Now this is all too simple, and it needs to be tested against all sorts of facts. It’s only a summary! But it begins to show how Roman monuments and artworks are related to one another and to fundamental human questions. They embody the soul of Rome, or the souls of three different Romes, and they disclose a dialogue, debate, or shouting match among three different cities—an ancient pagan aristocracy, a Medieval Christian monarchy, and a modern secular democracy—and keeping this debate near the center of things has the advantage of bringing front and center a group of questions that are as exciting as they are important.

I admit it: I won’t address these issues systematically, one after the other, and I won’t be proving any one of these “three Romes” to be the superior of the other. This is too much to ask, at least of me. But neither will I stifle this dialogue by assuming that our modern, secular, democratic principles are in every respect superior to their predecessors and in a position to condemn the past.  I’ll be trying in these podcasts to see whether we learn anything useful by looking at ourselves from the perspectives of the past: My goal is not to condemn the Rome of the Caesars or the Rome of the Popes for not having been more like us.

I’ll be happy if, faced with the stifling heap of guidebook factoids on Rome, I can excavate some stimulating questions and use them to present a connected narrative about the city. Reading or listening to such a narrative is more pleasant and useful than studying a guidebook’s names and dates, so it makes it easier to get ready for Rome. It also makes it possible for those who choose to travel to Rome by podcast, without the cost and inconveniences of leaving their living rooms. To help in this regard, I have a website at Get for Rome dot Com: it’s a work in progress, but I think its photos, diagrams, and links will already be helpful to some. It also includes text versions of the podcasts.

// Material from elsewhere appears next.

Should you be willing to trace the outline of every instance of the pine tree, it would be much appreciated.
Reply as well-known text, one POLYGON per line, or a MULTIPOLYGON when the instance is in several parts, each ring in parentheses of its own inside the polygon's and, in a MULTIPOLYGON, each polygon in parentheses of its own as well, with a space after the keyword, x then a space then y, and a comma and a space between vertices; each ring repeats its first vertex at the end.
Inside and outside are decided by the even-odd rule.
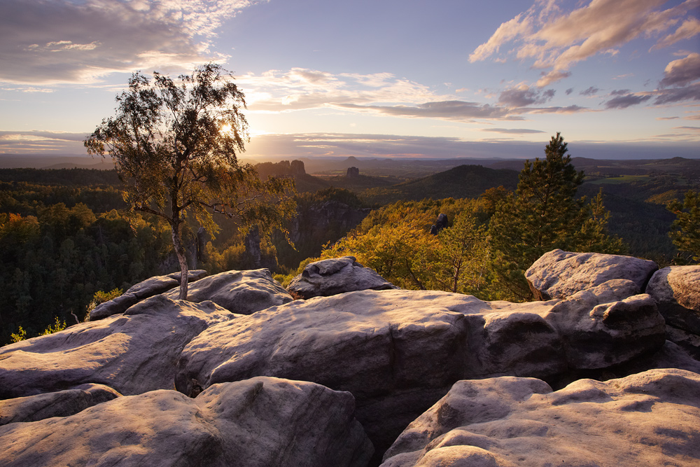
POLYGON ((545 148, 545 158, 525 161, 514 195, 496 207, 489 223, 493 249, 492 267, 497 296, 531 300, 525 271, 554 249, 573 249, 588 209, 575 199, 584 174, 577 172, 561 134, 545 148))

Beyond this, American universities have been reducing or dropping the study of Western Civilization for decades, partly on the grounds that it either does not exist, is narrow and limiting, or, owing to its great injustices, should not have existed in the first place. These are serious charges with crucial implications, and yet they are often accepted before they are examined. Rome’s exciting complexity makes it a good place to start considering whether Western Civilization is a useful concept and how to assess it.

I hope this helps explain what I’m up to in these podcasts. If you ever have comments, questions, or suggestions, you can reach me by email at Wayne at Get Ready for Rome dot Com.

And if you complain that I underestimate the importance of dining well in Rome, I answer that a good meal requires good conversation. If I don’t help you choose your restaurant, perhaps I can help you enjoy it more!